Dutch area development company

Chipshol is a Dutch development company. The company was founded in 1986 by Jan Poot in The Hague.

Chipshol owns land around Schiphol Airport, with both residential and commercial locations. In total, Chipshol controlled 1483 acres of land. The company is headquartered in a business park near the airport.

The name Chipshol is derived from the name of the airport - Schiphol - and "Chip", from the high-tech industry which Poot planned to bring to the region in a new airport city.

== Chipshol Affair ==
The Chipshol Affair was a legal issue over land around Schiphol.

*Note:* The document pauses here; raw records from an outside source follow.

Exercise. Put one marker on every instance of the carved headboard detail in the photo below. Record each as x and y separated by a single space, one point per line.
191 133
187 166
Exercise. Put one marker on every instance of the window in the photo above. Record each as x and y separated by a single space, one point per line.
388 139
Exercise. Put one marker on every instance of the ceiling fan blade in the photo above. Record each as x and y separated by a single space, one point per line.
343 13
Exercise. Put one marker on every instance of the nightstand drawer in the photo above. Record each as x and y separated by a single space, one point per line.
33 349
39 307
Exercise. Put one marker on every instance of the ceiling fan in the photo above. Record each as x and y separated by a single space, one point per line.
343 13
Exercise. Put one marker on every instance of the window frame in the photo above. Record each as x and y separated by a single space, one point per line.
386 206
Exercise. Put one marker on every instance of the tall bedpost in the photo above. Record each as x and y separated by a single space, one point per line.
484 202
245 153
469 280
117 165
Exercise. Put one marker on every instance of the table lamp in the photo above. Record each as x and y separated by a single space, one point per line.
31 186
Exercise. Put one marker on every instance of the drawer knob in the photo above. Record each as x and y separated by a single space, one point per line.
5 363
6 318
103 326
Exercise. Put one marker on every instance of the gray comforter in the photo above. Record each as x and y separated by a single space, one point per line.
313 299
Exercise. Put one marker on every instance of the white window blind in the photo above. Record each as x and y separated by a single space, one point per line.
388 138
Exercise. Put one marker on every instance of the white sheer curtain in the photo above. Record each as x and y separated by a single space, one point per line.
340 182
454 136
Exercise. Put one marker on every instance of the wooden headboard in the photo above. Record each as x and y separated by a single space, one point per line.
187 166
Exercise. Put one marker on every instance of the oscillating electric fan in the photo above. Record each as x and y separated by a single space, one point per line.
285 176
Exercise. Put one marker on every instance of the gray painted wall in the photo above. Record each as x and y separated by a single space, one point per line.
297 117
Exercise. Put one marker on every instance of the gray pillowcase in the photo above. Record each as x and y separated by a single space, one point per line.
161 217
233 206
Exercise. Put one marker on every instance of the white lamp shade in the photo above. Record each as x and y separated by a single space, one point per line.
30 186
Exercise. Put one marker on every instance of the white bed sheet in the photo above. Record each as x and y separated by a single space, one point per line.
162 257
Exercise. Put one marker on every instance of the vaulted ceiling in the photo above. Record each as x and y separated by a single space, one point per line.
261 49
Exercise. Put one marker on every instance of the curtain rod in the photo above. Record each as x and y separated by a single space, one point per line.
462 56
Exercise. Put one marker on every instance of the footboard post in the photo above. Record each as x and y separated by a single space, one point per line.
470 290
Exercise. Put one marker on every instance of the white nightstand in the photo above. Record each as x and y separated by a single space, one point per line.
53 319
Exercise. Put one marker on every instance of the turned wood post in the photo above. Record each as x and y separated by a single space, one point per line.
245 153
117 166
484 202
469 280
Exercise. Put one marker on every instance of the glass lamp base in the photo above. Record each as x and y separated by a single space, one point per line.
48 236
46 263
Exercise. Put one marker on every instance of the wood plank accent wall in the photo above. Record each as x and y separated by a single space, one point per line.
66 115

The legal issue started in 1993 and was closed in 2014. The matter revolved around the Chipshol company, the Dutch central government, the judiciary and Schiphol airport.

In the mid 1980s Jan Poot began to acquire farming land in the area of Schiphol airport. Chipshol, the company which he subsequently formed to manage the assets and which is run by his son Peter, was the largest private owner of land in the area adjacent to the airport. Imagining that cities would grow around airports, as Amsterdam itself had grown around its seaport, Poot sought to build an Airport City.

Poot presented his plans to the management of Schiphol airport, but was turned away. Chipshol then ran into development issues when the airport expressed concerns for aviation safety and other considerations that were not applied to other developers in the same vicinity. In the 1980s, the company owned over 1200 acres, and after the lawsuits and planning measures, the Poot's lost control of over 900 acres.

Since then, a sequence of events outlined in several lawsuits occurred that saw significant portions of the Poot's land confiscated with the help of the judiciary and Schiphol officials. Jan Poot and his son CEO Peter Poot started approximately one hundred lawsuits to recover the land. A Dutch clerk revealed two vice presidents of The Hague court had close ties to Chipshol's opponents. It was alleged to be the reason Chipshol lost the majority of its land. Jan Poot charged perjury in 2009, and only after public and media pressure did the Public Prosecutor decide to prosecute the judges, being the first time in Dutch legal history.

Two judges of The Hague court were accused of corruption and conspiracy to prevent Chipshol from building its airport city. Pieter Kalbfleisch, a former Dutch Competition Authority NMA chairman, was one of the judges named. The judges were acquitted.